Jefferson's staff was composed almost entirely of slaves except at the upper reaches of steward and chef, both of whom were French. (One of Jefferson's freed slaves, James Hemings, had declined the president's invitation to serve as White House chef.) The installation of Jefferson's family retainers in a large house under the direction of a foreign steward caused problems (as it later did during President Jackson's tenure at the White House), leading the exasperated Jefferson to instruct his daughter at Monticello to send no more slaves to Washington, for they, unlike white servants, could not be fired.
Jefferson's successor, James Madison, introduced a more brilliant social fare to the White House. Pressured by the approach of war with England, Madison used the White House as a place to bring together politicians with opposing views. Weekly entertainments and, toward the beginning of the war, nightly dinners restored to the Madison administration some of the splendor remembered from George Washington's presidency.

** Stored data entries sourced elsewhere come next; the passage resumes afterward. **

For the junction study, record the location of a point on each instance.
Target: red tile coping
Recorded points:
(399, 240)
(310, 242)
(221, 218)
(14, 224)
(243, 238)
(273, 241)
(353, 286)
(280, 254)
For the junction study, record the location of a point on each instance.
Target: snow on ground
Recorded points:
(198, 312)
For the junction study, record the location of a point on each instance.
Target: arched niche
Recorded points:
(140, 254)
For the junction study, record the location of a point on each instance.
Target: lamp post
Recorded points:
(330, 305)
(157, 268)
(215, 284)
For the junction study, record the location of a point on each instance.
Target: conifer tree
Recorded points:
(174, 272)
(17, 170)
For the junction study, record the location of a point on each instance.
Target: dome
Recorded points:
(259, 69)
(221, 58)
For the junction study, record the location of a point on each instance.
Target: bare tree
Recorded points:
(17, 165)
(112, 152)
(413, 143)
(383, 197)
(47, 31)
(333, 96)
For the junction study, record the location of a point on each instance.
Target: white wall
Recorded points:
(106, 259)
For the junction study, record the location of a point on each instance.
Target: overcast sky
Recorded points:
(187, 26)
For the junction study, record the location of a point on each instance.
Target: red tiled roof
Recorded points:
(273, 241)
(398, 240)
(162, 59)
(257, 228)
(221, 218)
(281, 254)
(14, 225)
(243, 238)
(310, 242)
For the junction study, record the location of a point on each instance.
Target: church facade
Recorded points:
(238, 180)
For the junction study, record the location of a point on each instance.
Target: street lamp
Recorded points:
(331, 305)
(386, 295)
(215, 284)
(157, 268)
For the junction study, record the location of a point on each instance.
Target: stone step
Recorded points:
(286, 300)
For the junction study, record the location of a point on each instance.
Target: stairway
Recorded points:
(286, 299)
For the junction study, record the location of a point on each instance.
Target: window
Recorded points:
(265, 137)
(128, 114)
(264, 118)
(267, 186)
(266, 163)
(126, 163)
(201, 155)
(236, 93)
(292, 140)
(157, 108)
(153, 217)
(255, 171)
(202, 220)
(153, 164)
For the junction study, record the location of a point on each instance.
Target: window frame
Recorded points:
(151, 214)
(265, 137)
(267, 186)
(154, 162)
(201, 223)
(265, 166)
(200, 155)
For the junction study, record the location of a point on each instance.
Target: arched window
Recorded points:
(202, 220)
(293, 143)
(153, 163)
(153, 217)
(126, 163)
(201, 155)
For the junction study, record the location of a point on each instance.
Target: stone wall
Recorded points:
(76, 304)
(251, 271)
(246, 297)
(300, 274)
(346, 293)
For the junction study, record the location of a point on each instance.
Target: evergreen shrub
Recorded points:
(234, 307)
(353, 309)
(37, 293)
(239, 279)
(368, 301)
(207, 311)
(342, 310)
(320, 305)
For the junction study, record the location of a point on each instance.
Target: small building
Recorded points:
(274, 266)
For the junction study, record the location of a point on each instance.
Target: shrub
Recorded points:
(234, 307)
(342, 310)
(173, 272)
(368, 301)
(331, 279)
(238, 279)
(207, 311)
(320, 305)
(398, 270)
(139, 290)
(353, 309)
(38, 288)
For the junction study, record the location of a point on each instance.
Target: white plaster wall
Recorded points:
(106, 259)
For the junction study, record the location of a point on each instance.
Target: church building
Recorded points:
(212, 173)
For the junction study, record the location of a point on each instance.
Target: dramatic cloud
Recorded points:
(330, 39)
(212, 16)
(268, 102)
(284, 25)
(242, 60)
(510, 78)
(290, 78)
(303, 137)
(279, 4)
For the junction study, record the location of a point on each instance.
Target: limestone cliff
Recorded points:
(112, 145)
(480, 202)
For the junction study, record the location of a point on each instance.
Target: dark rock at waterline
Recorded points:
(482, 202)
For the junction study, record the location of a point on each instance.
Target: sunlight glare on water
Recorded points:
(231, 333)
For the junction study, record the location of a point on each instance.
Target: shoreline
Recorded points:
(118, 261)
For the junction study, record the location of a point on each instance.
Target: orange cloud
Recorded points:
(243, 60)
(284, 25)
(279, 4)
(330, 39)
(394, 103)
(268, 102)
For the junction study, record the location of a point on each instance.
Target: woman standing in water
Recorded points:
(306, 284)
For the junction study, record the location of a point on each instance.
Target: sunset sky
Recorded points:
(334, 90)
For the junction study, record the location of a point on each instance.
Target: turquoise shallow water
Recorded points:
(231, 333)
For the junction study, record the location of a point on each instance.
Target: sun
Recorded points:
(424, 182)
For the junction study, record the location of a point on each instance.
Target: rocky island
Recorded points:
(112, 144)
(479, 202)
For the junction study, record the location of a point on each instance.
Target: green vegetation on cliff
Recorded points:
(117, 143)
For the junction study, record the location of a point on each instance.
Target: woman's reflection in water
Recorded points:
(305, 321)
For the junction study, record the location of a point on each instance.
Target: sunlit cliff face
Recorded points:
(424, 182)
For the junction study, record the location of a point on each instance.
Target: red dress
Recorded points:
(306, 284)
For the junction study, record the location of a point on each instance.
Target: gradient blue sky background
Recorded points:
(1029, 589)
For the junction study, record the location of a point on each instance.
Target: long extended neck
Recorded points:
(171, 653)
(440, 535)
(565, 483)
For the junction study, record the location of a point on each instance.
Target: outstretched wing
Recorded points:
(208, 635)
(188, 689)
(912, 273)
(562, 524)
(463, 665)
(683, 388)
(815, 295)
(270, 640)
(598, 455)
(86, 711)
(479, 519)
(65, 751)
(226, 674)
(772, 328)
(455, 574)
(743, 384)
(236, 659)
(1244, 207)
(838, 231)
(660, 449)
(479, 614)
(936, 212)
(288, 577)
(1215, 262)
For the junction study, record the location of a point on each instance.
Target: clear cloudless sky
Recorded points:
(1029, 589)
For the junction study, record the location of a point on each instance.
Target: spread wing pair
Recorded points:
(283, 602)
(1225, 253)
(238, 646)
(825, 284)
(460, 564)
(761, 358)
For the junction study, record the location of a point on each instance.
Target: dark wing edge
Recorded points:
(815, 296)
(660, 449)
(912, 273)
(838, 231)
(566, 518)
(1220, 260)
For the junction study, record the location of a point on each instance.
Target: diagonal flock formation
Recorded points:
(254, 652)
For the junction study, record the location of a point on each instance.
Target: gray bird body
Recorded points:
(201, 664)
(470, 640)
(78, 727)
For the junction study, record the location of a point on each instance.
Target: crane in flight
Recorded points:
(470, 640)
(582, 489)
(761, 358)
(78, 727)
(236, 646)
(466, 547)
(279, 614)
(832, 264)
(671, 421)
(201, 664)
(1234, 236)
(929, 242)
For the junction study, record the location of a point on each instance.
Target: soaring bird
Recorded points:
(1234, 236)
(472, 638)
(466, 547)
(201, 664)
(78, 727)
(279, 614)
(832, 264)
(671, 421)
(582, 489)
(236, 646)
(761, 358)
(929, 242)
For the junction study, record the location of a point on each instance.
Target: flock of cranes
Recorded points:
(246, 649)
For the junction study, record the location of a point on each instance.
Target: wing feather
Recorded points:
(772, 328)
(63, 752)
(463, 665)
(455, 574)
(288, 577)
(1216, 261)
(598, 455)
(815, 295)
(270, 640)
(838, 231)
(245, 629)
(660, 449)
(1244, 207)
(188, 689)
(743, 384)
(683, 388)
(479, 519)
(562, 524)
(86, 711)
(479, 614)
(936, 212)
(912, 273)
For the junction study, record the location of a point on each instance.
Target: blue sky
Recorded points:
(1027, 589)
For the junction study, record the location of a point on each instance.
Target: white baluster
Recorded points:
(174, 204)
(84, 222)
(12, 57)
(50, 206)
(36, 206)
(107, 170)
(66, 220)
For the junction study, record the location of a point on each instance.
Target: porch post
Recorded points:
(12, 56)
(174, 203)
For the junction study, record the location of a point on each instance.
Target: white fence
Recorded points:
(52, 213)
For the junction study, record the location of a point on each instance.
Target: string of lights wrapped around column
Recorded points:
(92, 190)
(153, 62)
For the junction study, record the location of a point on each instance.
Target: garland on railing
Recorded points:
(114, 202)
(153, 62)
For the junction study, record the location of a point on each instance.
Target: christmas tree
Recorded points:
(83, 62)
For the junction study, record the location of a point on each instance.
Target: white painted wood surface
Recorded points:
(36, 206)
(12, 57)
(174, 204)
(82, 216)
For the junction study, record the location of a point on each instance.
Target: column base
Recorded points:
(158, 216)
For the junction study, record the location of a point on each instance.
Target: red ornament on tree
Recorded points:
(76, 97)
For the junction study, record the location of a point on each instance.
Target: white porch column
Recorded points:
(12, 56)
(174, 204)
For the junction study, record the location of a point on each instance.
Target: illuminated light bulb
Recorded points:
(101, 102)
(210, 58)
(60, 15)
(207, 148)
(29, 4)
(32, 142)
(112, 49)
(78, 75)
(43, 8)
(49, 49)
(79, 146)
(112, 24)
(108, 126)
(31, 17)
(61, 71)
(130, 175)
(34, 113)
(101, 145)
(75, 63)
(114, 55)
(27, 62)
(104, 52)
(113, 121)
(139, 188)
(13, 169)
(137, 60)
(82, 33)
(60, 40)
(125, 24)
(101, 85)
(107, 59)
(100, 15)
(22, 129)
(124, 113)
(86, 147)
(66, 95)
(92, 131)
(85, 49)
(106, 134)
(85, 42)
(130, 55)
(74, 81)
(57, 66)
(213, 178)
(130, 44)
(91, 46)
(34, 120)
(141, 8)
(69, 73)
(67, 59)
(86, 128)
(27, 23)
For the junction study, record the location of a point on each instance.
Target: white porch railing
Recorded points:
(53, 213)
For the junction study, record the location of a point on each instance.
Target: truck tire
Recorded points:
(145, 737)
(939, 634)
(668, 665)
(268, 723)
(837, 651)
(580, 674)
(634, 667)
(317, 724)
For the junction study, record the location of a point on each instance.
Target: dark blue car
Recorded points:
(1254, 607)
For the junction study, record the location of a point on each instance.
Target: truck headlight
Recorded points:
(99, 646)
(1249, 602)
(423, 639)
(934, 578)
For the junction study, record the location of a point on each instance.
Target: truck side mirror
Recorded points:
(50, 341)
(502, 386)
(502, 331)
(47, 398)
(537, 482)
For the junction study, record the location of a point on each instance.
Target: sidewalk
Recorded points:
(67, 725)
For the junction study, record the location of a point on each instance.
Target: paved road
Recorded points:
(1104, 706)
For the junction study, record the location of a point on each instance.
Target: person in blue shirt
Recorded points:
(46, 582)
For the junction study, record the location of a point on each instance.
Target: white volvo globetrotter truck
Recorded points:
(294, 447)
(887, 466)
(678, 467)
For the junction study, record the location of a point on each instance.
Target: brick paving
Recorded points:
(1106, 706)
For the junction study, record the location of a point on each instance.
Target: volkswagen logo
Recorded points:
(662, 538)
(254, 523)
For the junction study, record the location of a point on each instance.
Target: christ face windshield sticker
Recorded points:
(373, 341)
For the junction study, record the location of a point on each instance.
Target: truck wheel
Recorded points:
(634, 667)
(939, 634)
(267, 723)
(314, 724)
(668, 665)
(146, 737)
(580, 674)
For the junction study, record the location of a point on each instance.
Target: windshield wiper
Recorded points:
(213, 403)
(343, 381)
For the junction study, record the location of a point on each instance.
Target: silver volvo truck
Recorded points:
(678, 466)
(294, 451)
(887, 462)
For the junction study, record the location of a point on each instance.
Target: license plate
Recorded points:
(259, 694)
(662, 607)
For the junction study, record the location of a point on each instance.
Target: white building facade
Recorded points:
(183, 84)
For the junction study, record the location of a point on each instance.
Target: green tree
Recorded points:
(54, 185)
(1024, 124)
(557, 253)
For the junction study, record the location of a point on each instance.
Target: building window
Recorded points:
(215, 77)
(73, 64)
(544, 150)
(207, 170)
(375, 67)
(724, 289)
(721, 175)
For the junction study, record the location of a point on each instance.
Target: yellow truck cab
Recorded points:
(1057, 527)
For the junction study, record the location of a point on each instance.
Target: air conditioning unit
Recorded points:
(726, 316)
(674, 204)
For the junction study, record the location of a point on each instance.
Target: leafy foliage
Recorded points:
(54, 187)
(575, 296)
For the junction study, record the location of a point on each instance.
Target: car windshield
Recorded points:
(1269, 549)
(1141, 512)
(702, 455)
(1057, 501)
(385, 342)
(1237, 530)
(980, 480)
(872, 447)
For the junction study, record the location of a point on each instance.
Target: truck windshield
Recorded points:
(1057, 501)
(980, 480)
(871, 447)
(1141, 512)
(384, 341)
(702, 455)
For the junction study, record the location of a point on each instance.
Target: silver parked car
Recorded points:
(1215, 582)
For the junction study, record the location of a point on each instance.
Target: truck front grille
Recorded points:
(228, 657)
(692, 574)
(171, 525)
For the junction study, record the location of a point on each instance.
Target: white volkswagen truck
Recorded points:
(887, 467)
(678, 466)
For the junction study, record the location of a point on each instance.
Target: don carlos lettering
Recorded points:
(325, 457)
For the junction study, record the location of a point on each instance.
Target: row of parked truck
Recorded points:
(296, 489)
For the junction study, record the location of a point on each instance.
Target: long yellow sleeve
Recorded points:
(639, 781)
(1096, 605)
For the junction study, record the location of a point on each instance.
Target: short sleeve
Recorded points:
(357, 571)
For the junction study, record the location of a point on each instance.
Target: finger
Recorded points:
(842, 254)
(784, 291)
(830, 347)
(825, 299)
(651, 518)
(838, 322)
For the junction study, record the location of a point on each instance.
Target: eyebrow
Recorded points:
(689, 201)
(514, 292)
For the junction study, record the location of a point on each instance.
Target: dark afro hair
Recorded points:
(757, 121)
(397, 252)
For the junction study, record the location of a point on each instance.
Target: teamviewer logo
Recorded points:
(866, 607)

The staff that made this resurrected glory possible was entirely black, except for Jean-Pierre Sioussat, the French steward, whom the slaves called "French John." The names of the Madison slaves are known and several stand out, notably the butler, John Freeman, and Mrs. Madison's maid, Sukey. But the best known was Paul Jennings, who many years later wrote the first "insider" memoir of the White House. Jennings was Madison's body servant (personal attendant) and was just a lad when the Madisons moved to the White House from their Orange County, Va., farm.